The message led us to review and discuss the final greeting in Paul’s first letter to the Thessalonian church.

Our run through chapter five gave up a solid outline from Paul on how to ‘encourage and build up one another’, which is in itself a suitable title for chapter five, since the content flows in the general direction of most of Paul’s teaching on relationships.

Paul’s list (ESV & NLT):

Respect
Esteem
Love
Be at peace
Warn the idle
Encourage the anxious and insecure
Help the weak
Be patient
Assert justice (5:15)
Always seek:

Joy (rejoice) [Note: Joy is not to be misunderstood as happiness]

Prayer

Thanksgiving (gratitude)

Don’t stifle the Holy Spirit
Don’t despise prophecies
Test everything
Hold fast to good
Abstain from evil.

It is surprising that so much is packed into the final section of this letter.An area of focus for us today was exploring this list and its connection between what Paul also says in Ephesians and Corinthians about patient rebuke and patient correction[i], something we discussed last week.

After finishing devotions, I took some time to contemplate some of the deeper themes addressed by Paul through the text. For me the real point of today’s message rested in the themes of relationship and the free agency of the Holy Spirit.

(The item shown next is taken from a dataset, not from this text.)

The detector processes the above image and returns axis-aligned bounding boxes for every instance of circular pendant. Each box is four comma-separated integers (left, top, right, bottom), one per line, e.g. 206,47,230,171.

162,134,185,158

When we read Paul’s command ‘do not stifle the Holy Spirit’ it is possible to hear depravity; a loss of freedom and relationship. Since ‘the Lord is the Spirit and where the Spirit of the Lord is there is freedom’ (2 Cor.3:17), we deprive ourselves of true freedom and relationship when we cut ourselves away from the free God who stands in true freedom for us.

Such independence is false and unsafely grounded on the appearance of possessing ‘peace and security’ (5:3), not on any actual ownership of them.

God keeps us (read helps – empowers) as God destines us to obtain salvation through Jesus Christ. It could be said that the God who is free[ii], destines us to obtain true freedom.

“For God has not destined us for wrath, but to obtain salvation through our Lord Jesus Christ, who died for us so that whether we are awake or asleep might live with him” (1 Thess.5:9-10)

“He who calls you is faithful; He will surely sanctity and keep you blameless” (5:23-24)

I like how Eberhard Busch explains it in his review of Karl Barth’s understanding of election, divine and human freedom:

‘God’s grace sets us free from sin…such freedom is given to us. We owe our freedom to our inclusion into the covenant of grace and to the fact that such freedom is carried out in accordance with the covenant. Our freedom, therefore, is autonomy within the conditions created by God. In these conditions, we choose that which God chose for himself and for us: existence within the covenant of God to which we belong by God’s determination prior to our own self-determination (II/ 2, 192f. = 175f.). Human freedom then is obedience in that it conforms to the use that God makes of his own freedom. Prayer is for Barth the characteristic act by which one participates as a member of the covenant. As the unequal partner of God, the human partner turns to God, petitioning him and responding to his mercy. But as God’s partner, a person does so in his own maturity[iii].

’our passivity is not in accord with his grace, but our active response is. And so Barth writes that the love of God “does not want to rule over puppets and slaves (or a mechanical force) but rather to triumph faithful servants and friends in their own free decision for Him” (II/ 2, 1942:178)[iv].


[i] ‘Speaking truth in love’ Eph.4:11-15
[ii] Primarily found in Karl Barth’s teaching on the Trinity.
[iii] Busch, E 2008 Barth (Abingdon Pillars of Theology) Kindle Ed. Abingdon Press (Kindle Loc. 1145-1150).